How To Treat & Prevent Patellar Tendinitis

When you think about the type of knee injuries often seen in runners, what comes to mind?

Of course, there’s the infamous Runners Knee (patellofemoral syndrome), and the agonizing Iliotibial band syndrome.

But what about the lesser-known, bust as a notorious and painful condition known as patellar tendonitis?

Although it’s more common in athletes who engage in jumping sports, runners can also fall victim to it.

That’s why in today’s post, I’m sharing with you the complete guide to patellar tendonitis.

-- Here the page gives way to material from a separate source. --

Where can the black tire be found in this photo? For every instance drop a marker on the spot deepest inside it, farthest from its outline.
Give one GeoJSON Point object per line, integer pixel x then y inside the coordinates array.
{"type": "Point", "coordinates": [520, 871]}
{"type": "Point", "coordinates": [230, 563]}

I’ll explain the process behind it, what’s causing it, and give you a few treatment and prevention guidelines to speed up recovery and protect your knees against any future problems.

Are you excited?

Then here we go.

What’s Patellar Tendonitis?

Although it sounds like a mouthful, patellar tendonitis is simply an inflammation, degeneration or rupture of the patellar tendon caused by unaccustomed or excessive tension forces.

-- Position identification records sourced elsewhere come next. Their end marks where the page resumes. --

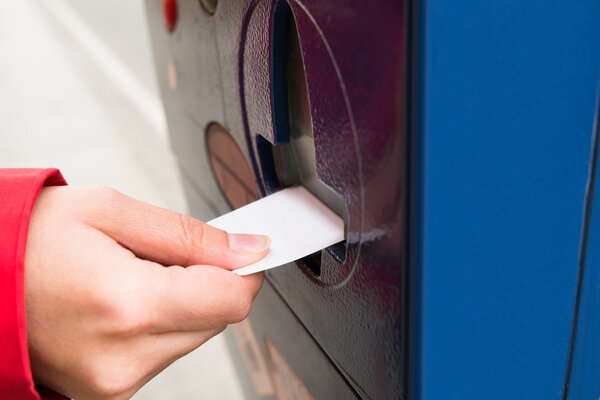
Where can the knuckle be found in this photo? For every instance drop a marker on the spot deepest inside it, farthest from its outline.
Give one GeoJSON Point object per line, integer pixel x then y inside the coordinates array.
{"type": "Point", "coordinates": [125, 315]}
{"type": "Point", "coordinates": [241, 310]}
{"type": "Point", "coordinates": [191, 232]}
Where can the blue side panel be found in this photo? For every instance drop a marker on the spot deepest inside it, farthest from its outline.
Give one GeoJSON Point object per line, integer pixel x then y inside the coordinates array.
{"type": "Point", "coordinates": [506, 95]}
{"type": "Point", "coordinates": [584, 382]}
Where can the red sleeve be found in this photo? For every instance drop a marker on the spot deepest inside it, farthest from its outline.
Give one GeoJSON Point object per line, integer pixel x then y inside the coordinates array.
{"type": "Point", "coordinates": [18, 191]}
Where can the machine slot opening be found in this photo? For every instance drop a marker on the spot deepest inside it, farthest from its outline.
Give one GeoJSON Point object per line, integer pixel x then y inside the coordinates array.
{"type": "Point", "coordinates": [293, 156]}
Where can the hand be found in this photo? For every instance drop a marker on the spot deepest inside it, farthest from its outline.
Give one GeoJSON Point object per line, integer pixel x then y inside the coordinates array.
{"type": "Point", "coordinates": [116, 289]}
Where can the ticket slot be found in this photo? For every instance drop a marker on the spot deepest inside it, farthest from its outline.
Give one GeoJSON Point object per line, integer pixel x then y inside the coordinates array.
{"type": "Point", "coordinates": [291, 160]}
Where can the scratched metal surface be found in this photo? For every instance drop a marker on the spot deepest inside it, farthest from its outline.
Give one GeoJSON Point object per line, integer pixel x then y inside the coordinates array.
{"type": "Point", "coordinates": [353, 59]}
{"type": "Point", "coordinates": [354, 74]}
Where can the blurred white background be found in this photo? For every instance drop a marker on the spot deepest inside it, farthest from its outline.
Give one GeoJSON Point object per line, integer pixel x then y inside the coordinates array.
{"type": "Point", "coordinates": [78, 92]}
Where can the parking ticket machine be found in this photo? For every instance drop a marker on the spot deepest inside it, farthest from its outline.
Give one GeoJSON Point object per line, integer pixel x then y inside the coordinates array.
{"type": "Point", "coordinates": [455, 139]}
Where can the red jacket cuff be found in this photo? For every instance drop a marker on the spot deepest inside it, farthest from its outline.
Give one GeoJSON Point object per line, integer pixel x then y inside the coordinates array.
{"type": "Point", "coordinates": [18, 191]}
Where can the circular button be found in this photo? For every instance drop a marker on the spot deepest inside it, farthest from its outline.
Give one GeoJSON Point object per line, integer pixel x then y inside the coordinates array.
{"type": "Point", "coordinates": [170, 13]}
{"type": "Point", "coordinates": [230, 168]}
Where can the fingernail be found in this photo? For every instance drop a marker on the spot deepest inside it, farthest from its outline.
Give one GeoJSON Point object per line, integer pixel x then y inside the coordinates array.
{"type": "Point", "coordinates": [246, 243]}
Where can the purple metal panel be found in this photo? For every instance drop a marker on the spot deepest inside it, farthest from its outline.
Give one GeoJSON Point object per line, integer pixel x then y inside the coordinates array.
{"type": "Point", "coordinates": [353, 60]}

To fully understand what is it all about let’s first define patellar tendon.

The patellar tendon, or the patellar ligament, is a crucial part of leg structure, connecting the kneecap to the top of the tibia (or shin bone). See image.

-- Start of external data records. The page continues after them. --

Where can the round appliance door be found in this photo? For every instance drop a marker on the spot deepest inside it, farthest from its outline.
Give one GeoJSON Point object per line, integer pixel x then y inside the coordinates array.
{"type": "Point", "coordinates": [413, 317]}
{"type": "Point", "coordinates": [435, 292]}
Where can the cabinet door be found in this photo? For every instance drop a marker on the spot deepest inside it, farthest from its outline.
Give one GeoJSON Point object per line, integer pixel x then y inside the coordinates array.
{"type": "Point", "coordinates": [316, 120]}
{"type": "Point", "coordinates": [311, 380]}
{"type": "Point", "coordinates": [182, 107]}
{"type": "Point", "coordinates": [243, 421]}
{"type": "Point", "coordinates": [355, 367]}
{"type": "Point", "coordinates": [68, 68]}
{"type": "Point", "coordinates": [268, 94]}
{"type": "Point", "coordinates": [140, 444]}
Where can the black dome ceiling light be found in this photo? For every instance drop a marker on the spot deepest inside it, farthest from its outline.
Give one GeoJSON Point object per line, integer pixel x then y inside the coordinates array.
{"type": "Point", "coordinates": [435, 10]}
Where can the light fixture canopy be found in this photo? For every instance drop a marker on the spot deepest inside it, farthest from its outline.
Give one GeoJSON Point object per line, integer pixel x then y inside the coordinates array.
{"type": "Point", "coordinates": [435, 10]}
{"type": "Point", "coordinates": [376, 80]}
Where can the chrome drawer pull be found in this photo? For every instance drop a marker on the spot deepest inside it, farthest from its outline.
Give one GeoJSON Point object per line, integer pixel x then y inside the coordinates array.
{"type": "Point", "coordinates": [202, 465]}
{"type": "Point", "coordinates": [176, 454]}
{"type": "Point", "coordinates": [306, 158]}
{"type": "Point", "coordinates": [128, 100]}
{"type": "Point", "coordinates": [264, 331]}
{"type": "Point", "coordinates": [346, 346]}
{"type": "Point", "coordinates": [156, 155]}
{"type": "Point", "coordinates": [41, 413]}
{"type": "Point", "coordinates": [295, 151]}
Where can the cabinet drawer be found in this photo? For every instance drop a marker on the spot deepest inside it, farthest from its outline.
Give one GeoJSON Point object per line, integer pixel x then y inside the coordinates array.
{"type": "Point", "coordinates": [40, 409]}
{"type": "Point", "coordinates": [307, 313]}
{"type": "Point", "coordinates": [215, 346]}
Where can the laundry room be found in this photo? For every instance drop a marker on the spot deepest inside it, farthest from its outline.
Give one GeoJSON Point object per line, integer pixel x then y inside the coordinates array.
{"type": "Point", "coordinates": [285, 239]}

This tendon originates on the kneecap and extends down the front of the knee to insert on the top of the tibia.

When you contract your quad muscles, your patellar tendon is pulled, which in turn straightens your knee and extends your leg. This helps you run, kick, and jump.

But that’s not all.

Your patellar tendon also helps keep proper kneecap alignment as you bend your legs and straighten them during each step. It also helps transmit forces from the thigh to the lower leg.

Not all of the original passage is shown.